I live in the midwest and have a home built in 2008. It has R38 fiberglass blown in insulation, which I'm sure is the minium for my area. 

My question is, does anyone think ti would be worth it to add a few more inches of blown insulation to increase it to a R60? It would be almost twice as much as I have now.

Thanks, 

marly


----------



## Allison1888 (Mar 16, 2008)

*insulation*

Here are the guidelines from Energy Star:

http://www.energystar.gov/index.cfm?c=home_sealing.hm_improvement_insulation_table


----------



## Gary in WA (Mar 11, 2009)

Blown fiberglass or blown cellulose? Spider pack or ?

http://infrared-energy.com/files/SpecialReportAtticInsulationProblems.pdf

How much more are you willing to spend for so little? 

http://www.enersavesystems.com/pdf/Economic-Thickness-of-Thermal-Insulation.pdf

Did they air seal first? Are there baffles? Is there a house wrap on the attic side of the knee walls? More details and pictures would help your general question........

Gary


----------



## marly (Nov 14, 2008)

Thanks for your links. 

The Cellulose seems like a much better product than fiberglass. It seems like a much safer product too, but we’re not sleeping or spending much time in the attic to mess with it. 

From reading links I don’t think I’ll see much return than what I’m getting. The most in one month I spent on gas was $90 and it hit 10 below zero several days in a row and has been very cold until today (95 degrees). Even if I got a 50% return it would probably take my life time to see any savings. 

I’ll have to keep the cellulose product in mind for my text house. 

Thanks for the info.


----------



## vsheetz (Sep 28, 2008)

If at R38, there is only small ROI in going to more.


----------



## ryanxo (Jun 7, 2011)

I've been researching this myself and from what I have heard and read getting any higher than R-38 if you all ready have that much will not be that much benefit to you. Air sealing between the house and the attic though seems to help. Probably more so for my warm climate than your freezing coldness. I couldn't handle 10 below!


----------



## Gary in WA (Mar 11, 2009)

You're welcome! Glad we could help. Most anything is better than f.g., even in the walls. 
Some info I put together; http://www.diychatroom.com/f98/biggest-loser-fiberglass-insulation-90438/

Gary


----------



## HomeInsulation (May 25, 2011)

Hey Marly,

If you're planning on making your home more energy efficient and comfortable, you may be able to get a bigger bang for your buck by air sealing your basement or making your HVAC system air tight. 

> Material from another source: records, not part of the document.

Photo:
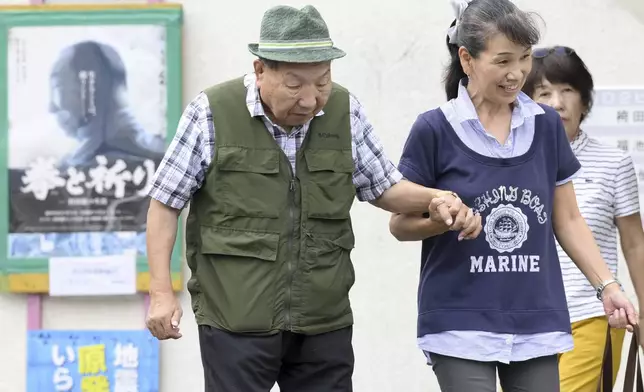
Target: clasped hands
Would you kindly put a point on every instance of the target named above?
(448, 209)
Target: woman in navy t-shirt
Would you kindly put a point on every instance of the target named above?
(496, 301)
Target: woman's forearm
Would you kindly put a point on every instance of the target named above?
(635, 261)
(578, 242)
(414, 227)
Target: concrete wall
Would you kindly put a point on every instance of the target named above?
(395, 57)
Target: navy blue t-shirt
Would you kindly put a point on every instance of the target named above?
(508, 280)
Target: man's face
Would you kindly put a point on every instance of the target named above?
(65, 102)
(293, 94)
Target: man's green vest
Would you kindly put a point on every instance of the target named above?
(269, 249)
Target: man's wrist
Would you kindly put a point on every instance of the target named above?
(160, 287)
(608, 287)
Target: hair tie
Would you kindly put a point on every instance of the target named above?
(459, 7)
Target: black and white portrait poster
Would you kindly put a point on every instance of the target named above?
(87, 129)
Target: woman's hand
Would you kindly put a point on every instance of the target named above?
(619, 309)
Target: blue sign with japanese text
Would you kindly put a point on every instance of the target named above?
(92, 361)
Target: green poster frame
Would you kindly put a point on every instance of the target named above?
(31, 275)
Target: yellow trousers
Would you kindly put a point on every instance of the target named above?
(580, 369)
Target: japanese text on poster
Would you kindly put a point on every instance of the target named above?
(617, 118)
(92, 361)
(87, 129)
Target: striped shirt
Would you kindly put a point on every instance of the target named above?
(481, 345)
(182, 170)
(606, 189)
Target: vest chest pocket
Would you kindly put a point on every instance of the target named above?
(330, 190)
(249, 182)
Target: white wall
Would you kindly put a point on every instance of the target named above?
(394, 64)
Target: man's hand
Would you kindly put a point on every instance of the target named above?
(618, 308)
(164, 315)
(444, 208)
(448, 209)
(641, 329)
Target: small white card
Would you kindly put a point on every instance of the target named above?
(100, 275)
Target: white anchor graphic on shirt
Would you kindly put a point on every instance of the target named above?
(506, 228)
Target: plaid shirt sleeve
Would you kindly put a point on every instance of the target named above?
(188, 157)
(374, 172)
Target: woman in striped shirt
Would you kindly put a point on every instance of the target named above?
(607, 195)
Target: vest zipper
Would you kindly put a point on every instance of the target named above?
(290, 247)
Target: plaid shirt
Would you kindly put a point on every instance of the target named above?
(183, 169)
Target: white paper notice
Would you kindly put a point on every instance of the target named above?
(102, 275)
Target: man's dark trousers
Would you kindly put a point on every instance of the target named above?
(297, 363)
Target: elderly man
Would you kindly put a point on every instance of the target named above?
(269, 233)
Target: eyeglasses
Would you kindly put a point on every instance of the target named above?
(558, 50)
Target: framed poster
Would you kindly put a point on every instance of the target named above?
(102, 361)
(92, 100)
(617, 118)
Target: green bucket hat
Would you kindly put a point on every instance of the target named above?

Is your basement already finished? 

If not, walk around and inspect the contractors work. Unfortunately, it's quite rare that they air seal the service penetrations (electrical, cable, gas and water lines) and rim joists or insulate the basement walls.

If you see fiberglass insulation jammed up in the rim joists areas...they are probably not air sealed properly. You could probably save more money air sealing the rim joists than adding R20 to your attic.


----------